The Man Who Saw America / Robert Frank: la vita nell'inquadratura
The Man Who Saw America: così titolava un approfondimento dedicato a Robert Frank (Zurigo, 1924), «il più influente fotografo vivente», a cura di Nicholas Davidoff sul “New York Times Magazine” nell'estate 2015. Il riferimento corre a The Americans, un racconto di viaggio, un libro di fotografie, una mostra. Progetto iniziato on the road, su una vecchia auto scalcagnata tra il 1955 e il 1956, si impone qualche anno dopo come un grande classico di 'letteratura visiva', una ballad per immagini, pietra angolare della storia della fotografia e del reportage, testimonianza di un'epoca che ha definitivamente segnato il nostro immaginario.
In cerca di una piena realizzazione professionale come fotografo e filmmaker, Frank dalla Svizzera emigra in America nel 1947, dove lavora a lungo come fotografo di moda per “Harper's Bazaar” e come reporter freelance per diverse testate, girando il mondo dal Sudamerica (Perù, Bolivia; 1948) in Europa (Francia, Inghilterra, Spagna, Svizzera; 1949) fino ad arrivare in Egitto e Libano (1991-1992). Già negli anni '50 alcuni suoi lavori furono selezionati da Edward Steichen, fotografo, curatore e allora direttore del MoMA, per la mostra 51 American Photographers e successivamente per The Family of Man.
Solo a partire dagli anni Sessanta inizia a dedicarsi alla regia, inserendosi attivamente nel movimento della Beat Generation di Borroughs, Mailer e degli altri ribelli, stringendo amicizia con gli 'intellettuali irregolari' come Ginsberg, Orlovsky, Corso, e naturalmente Kerouac – come lui, accomunati dall'interesse, assoluto e ineludibile, per il margine.
Artisti che camminano sulla soglia per poi gettarsi in mezzo alla strada: li ritroviamo tutti protagonisti del suo primo cortometraggio, scritto e narrato voiceover dall'amico Jack e co-diretto da Frank e Leslie, Pull My Daisy, uscito nel 1959 e divenuto immediatamente manifesto del cinema beat e del New American Cinema. E ricorda: «si chiedevano perché volessi fare film su cose banali e noiose. [...] Io creo caos nei miei film sconclusionati».
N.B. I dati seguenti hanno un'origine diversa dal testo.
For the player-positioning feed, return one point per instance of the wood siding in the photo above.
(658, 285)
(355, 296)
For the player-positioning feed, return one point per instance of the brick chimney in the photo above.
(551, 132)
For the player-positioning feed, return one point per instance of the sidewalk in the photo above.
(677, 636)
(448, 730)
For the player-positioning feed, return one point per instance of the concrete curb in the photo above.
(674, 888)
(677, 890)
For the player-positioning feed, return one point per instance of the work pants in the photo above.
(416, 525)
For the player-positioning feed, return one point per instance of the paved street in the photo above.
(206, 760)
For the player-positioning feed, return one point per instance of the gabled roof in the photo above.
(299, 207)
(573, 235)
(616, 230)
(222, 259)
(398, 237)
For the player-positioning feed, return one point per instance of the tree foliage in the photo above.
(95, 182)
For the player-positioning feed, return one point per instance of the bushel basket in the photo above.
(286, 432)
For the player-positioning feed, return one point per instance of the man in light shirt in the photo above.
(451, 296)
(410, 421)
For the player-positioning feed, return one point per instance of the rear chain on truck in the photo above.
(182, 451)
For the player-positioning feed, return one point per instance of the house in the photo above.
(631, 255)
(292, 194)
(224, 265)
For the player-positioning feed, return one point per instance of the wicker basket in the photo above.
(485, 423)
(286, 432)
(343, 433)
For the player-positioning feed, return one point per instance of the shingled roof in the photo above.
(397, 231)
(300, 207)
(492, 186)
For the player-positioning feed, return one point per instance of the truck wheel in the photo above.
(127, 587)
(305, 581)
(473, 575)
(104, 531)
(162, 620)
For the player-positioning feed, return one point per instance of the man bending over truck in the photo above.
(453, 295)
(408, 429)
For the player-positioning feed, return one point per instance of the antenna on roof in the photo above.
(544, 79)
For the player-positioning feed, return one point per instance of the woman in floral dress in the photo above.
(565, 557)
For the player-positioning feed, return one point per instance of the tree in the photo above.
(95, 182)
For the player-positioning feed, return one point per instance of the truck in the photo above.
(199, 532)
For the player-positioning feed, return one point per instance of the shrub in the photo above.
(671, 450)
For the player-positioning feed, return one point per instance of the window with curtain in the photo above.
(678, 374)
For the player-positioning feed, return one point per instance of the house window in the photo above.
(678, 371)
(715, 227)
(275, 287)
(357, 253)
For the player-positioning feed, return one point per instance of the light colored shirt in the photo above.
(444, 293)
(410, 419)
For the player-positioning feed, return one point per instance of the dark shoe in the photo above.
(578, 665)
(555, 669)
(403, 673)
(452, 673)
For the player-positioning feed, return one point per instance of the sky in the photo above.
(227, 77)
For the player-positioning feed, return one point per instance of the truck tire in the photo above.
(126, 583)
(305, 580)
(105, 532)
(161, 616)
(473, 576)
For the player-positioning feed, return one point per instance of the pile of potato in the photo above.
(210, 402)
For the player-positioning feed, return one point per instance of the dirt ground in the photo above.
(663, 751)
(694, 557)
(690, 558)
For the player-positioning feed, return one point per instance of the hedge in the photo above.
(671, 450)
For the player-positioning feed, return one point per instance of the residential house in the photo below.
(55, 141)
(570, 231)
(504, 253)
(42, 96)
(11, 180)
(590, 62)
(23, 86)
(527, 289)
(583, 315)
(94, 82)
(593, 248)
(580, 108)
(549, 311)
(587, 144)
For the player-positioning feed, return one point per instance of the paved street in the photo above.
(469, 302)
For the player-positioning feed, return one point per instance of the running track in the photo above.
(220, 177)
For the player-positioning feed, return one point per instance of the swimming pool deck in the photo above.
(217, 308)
Ad ogni modo, su consiglio e incoraggiamento del suo mentore, Walker Evans, fece domanda per una borsa di studio presso la Guggenheim Foundation, che ottenne e grazie alla quale finanziò il suo reportage in America, un'avventura lunga nove mesi, durante i quali attraversa 48 stati, percorre oltre 16.000 chilometri, consuma 767 rullini, uno più-uno meno, scattando oltre 27 mila fotografie: di queste, ne sceglie ottantatré, non una di più. Tutte in bianco e nero perché, sostiene, «sono i colori delle mie fotografie».
Le serie complete di immagini sono solo due – una, esposta nel 2009 in occasione di una mostra interamente dedicata a questo lavoro, presso la National Gallery of Art di Washington, accompagnata dal poderoso volume Looking In. Robert Frank's The Americans, (Steidl, 2008) – che riporta tra le pagine del catalogo anche i provini a contatto (cfr. The Robert Frank Foundation Archive) realizzati durante il lavoro e questa seconda, ora alla Fondazione Forma – Spazio Meravigli di Milano, che appartiene invece alla MEP – Maison Européenne de la Photographie di Parigi, da cui proviene il prezioso prestito integrale. Anche in questo caso, la mostra è accompagnata da una (nuova) edizione del catalogo, edito da Contrasto, con la breve, ma indimenticabile, introduzione di Jack Kerouac. La voce della sua scrittura è inconfondibile, come il ritmo delle parole che piovono di notte su una strada bagnata, così cadono sulle immagini mentre le raccontano, anticipando non solo ciò che il lettore-spettatore potrà vedere, ma offrendone anche una ripresa fuori-campo, il dietro le quinte, senza mancare di fare il suo mestiere, letteratura – ovvero tradurre con parole completamente trasparenti, cristalline, un possibile sentire comune di fronte a quelle immagini.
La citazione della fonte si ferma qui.